Il traîne son regard sévère et son allure frêle sur tous les plateaux télés. Depuis les attentats du 13 novembre, Marc Trévidic est présenté comme l’homme providentiel pour lutter contre la menace terroriste en France. Les prises de parole de l’ancien juge antiterroriste, toujours claires et rigoureuses, ont séduit le public et les médias. Mais depuis avril, Marc Trévidic n’a plus les prérequis pour agir. La faute à une loi qui interdit aux juges spécialisés d'occuper les mêmes fonctions plus de dix ans. Après des années à officier dans l’antiterrorisme, Marc Trévidic est retourné à la "justice du quotidien". Il occupe aujourd’hui le poste de vice-président du tribunal de grande instance de Lille. Mais ne cache pas son envie de renouer avec sa passion.

Bretagne et Bob Dylan. Celui qui "pense terrorisme, mange terrorisme et dors terrorisme", reconnaît qu’il y a peu de distractions pour l’extraire de sa passion. La première est liée à l’enfance. Né à Bordeaux d’un père breton et d’une mère basque cadres chez Renault, Marc Trévidic a passé les premières années de sa vie en Bretagne. "Le charme iodé de ses petits ports de pêche, c’est irremplaçable. La Bretagne, c’est simple, c’est le seul endroit où je me fiche complètement qu’il pleuve !", résume-t-il dans une interview à La Croix.

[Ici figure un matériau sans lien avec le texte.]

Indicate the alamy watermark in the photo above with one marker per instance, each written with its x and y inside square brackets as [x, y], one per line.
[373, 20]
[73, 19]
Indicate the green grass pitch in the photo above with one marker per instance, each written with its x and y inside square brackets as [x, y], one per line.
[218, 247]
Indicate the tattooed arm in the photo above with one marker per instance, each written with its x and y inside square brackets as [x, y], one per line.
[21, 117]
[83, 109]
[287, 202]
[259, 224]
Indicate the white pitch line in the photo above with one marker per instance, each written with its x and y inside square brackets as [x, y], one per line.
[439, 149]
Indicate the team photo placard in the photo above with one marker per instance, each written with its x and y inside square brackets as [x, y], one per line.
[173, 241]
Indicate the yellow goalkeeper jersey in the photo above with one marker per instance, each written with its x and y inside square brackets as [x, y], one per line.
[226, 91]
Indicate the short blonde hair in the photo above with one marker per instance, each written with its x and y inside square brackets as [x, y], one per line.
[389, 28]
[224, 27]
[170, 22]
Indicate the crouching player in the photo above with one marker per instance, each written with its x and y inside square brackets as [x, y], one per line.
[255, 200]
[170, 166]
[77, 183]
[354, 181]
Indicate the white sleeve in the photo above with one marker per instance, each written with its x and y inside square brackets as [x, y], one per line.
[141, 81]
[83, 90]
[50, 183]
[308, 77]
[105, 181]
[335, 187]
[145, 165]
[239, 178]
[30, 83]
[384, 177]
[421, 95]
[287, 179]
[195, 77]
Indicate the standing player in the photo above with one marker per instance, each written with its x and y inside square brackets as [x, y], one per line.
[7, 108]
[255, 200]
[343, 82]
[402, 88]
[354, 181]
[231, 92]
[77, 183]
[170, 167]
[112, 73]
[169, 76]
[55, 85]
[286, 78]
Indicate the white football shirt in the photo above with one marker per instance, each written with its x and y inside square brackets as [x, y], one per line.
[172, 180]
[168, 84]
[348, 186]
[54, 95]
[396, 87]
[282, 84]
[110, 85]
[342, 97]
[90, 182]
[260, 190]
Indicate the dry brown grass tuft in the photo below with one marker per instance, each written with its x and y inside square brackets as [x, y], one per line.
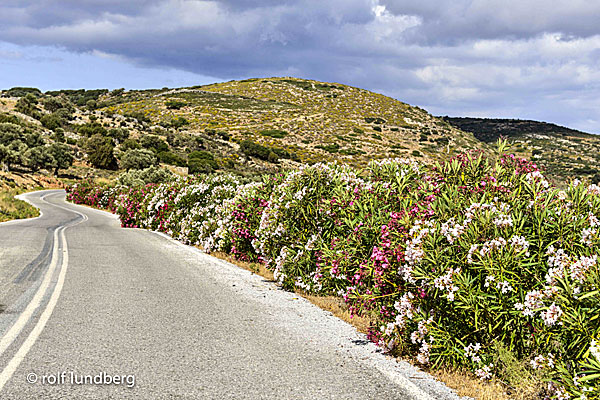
[463, 382]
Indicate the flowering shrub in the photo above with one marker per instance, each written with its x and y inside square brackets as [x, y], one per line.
[455, 261]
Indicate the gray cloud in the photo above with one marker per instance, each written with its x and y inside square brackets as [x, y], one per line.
[528, 57]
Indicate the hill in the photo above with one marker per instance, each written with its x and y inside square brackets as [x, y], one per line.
[262, 125]
[562, 151]
[311, 121]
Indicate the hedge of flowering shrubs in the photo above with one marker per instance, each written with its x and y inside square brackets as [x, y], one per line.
[471, 263]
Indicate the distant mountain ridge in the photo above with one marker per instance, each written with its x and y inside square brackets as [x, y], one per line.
[562, 151]
[490, 129]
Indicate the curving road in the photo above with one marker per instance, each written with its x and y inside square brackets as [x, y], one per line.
[93, 311]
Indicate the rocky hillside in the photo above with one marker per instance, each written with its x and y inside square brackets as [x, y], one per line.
[255, 126]
[562, 151]
[311, 121]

La suite de sa jeunesse, Marc Trévidic la passe en région parisienne. Des années marquées par une "sévère crise d’adolescence" et une vive admiration pour Bob Dylan. Son parcours scolaire se déroule sans encombre. Diplômé de l’Ecole nationale de la magistrature à Bordeaux en 1989, il commence à 25 ans sa carrière de juge d’instruction, au tribunal de Péronne, dans la Somme.

Au chevet de ses parents malades. Durant sa carrière, les choix professionnels de Marc Trévidic sont intimement liés à sa vie personnelle. Après quelques années dans la Somme, il quitte les "champs de betteraves", direction Nantes, "pour se rapprocher d’un fils d’une première union". Son poste de substitut du procureur lui permettra de dépasser sa "peur de s’exprimer en public", confie-t-il à Libération.

Un spécialiste des réseaux islamistes. Pour être aux côtés de ses parents malades, il regagne l’Ile-de-France, où il intègre rapidement la section antiterroriste. Bien avant les attaques du 11-Septembre 2001, Marc Trévidic connaît tout d’Al-Qaïda et appréhende déjà la menace terroriste. A son départ au poste de juge antiterroriste, Jean-Louis Bruguière décide logiquement de lui confier ses dossiers.

Signe de son indépendance et de son autonomie, Marc Trévidic va reprendre un à un les dossiers laissés par son prédécesseur pour explorer les pistes écartées trop rapidement, rapporte encore La Croix. En une décennie - de mai 2006 à septembre 2015 - le juge antiterroriste au tribunal de grande instance de Paris planche sur des dossiers extrêmement sensibles qui dérangent jusqu’au sommet de l’Etat.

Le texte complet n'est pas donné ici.